Tourists heading to the The island of Koh Samet will no longer be able to take plastic bags with them onto the island.
From 1 November, people entering the island will not be allowed to carry any bags of that nature.
People who live on the island have been given tote bags to use instead. Styrofoam containers are also banned.
Anyone breaking the new rules will face fines, although tourists are unlikely to be penalised while it is rolled out.
Koh Samet National Park Facebook page said: “Starting on Nov 1, Koh Samet will discourage the use of plastic bags on the island.”
Chief of the park Prayoon Pongpan confirmed: “Tomorrow we will organize an event calling for people to stop using styrofoam and plastic bags.
“We want to announce that Koh Samet will no longer be using plastic bags.”
On average, 1,500 tourists visit the island per day, who use approximately eight plastic bags each during their stay.
This results in 12,000 bags a day being left on the island, causing environmental issues for wildlife.
A first warning for those who break it will be given, yet continued flouncing of the rules could result in fines of up to 1,500 baht (£35).
Koh Samet is located on the south east of Thailand and is a much quieter holiday choice for people wanting to avoid the more touristy islands.
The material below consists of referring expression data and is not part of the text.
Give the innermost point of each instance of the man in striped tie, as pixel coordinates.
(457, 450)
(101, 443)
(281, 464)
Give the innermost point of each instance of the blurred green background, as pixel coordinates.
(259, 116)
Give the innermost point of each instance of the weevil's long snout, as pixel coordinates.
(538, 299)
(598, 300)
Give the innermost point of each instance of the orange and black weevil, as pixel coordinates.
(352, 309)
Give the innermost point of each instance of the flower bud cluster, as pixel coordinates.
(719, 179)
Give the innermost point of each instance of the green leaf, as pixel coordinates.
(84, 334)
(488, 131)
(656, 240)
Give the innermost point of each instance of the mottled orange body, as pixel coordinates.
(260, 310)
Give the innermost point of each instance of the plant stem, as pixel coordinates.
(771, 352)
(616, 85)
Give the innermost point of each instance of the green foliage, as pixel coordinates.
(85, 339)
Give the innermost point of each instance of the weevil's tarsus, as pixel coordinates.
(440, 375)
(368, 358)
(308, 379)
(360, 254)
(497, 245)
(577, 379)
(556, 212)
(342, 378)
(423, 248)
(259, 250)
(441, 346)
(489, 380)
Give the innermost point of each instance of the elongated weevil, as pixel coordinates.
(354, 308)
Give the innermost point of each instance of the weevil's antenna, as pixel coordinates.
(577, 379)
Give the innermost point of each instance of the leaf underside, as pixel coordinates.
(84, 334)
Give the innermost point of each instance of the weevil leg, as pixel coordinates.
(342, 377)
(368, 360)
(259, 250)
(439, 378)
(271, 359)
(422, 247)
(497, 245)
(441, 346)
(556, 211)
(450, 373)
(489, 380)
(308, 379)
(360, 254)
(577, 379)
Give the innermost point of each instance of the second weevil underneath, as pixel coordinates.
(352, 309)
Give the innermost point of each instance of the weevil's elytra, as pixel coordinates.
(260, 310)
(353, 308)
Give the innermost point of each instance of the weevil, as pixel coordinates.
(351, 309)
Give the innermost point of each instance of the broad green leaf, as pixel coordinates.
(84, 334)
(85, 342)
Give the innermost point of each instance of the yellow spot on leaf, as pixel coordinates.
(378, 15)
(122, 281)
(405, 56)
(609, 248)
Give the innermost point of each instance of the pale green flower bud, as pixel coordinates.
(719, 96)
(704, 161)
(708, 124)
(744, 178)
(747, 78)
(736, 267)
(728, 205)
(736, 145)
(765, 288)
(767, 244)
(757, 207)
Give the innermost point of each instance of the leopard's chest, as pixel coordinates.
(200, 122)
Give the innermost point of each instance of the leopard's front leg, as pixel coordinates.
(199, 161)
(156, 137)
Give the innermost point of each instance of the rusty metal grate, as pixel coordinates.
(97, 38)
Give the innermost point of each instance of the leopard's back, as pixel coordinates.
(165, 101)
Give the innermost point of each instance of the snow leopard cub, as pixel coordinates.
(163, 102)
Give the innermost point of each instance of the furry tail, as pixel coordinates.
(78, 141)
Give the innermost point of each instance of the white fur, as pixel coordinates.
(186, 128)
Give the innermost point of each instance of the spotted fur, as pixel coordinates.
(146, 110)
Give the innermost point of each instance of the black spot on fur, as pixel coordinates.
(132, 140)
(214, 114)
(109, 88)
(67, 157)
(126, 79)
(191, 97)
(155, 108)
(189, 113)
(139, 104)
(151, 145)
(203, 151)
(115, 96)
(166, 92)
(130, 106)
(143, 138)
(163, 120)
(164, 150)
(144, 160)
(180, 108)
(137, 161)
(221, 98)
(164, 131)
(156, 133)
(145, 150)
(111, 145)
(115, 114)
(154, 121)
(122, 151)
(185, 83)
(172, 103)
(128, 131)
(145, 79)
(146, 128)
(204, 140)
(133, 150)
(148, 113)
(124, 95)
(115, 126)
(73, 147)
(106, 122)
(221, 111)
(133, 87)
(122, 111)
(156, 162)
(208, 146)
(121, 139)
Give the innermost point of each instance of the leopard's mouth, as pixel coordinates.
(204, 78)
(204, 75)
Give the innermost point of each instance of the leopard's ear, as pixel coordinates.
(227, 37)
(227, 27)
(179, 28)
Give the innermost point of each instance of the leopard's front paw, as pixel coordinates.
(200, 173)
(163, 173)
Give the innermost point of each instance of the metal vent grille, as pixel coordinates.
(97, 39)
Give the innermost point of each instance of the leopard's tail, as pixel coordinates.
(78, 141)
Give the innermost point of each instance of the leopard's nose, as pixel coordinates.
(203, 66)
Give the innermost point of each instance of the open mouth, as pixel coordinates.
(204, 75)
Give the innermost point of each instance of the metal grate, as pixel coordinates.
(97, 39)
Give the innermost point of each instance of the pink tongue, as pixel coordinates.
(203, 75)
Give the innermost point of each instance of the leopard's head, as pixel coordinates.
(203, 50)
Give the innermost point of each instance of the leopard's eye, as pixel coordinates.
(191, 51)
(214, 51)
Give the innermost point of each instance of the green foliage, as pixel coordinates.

Many of the islands in Thailand are struggling due to mass tourism and waste that is being left behind.
Koh Samui is currently working to ban all plastic straws on the island to protect the eco-system, as well as campaigning for recycling facilities.
Thailand is hoping to ban all foreign waste across the country from 2021, as South East Asia struggles under the weight of the waste being shipped from overseas.
Maya Bay, famous from the 2000 film The Beach, closed during the summer to help the reefs repair following damage by boats and water sports.
It is to remain closed indefinitely to help the island to heal before inviting tourists back once more.
Tourists are also not allowed to stay overnight on the Similan islands, a popular excursion from Phuket as over-tourism plagues the idyllic beaches.
Only 3,324 visitors will be allowed per day, starting in 2019, with boats larger than 100 passengers banned.
It currently welcomes over 5,000 a day which has seen the local ecosystem suffer from damaged marine life.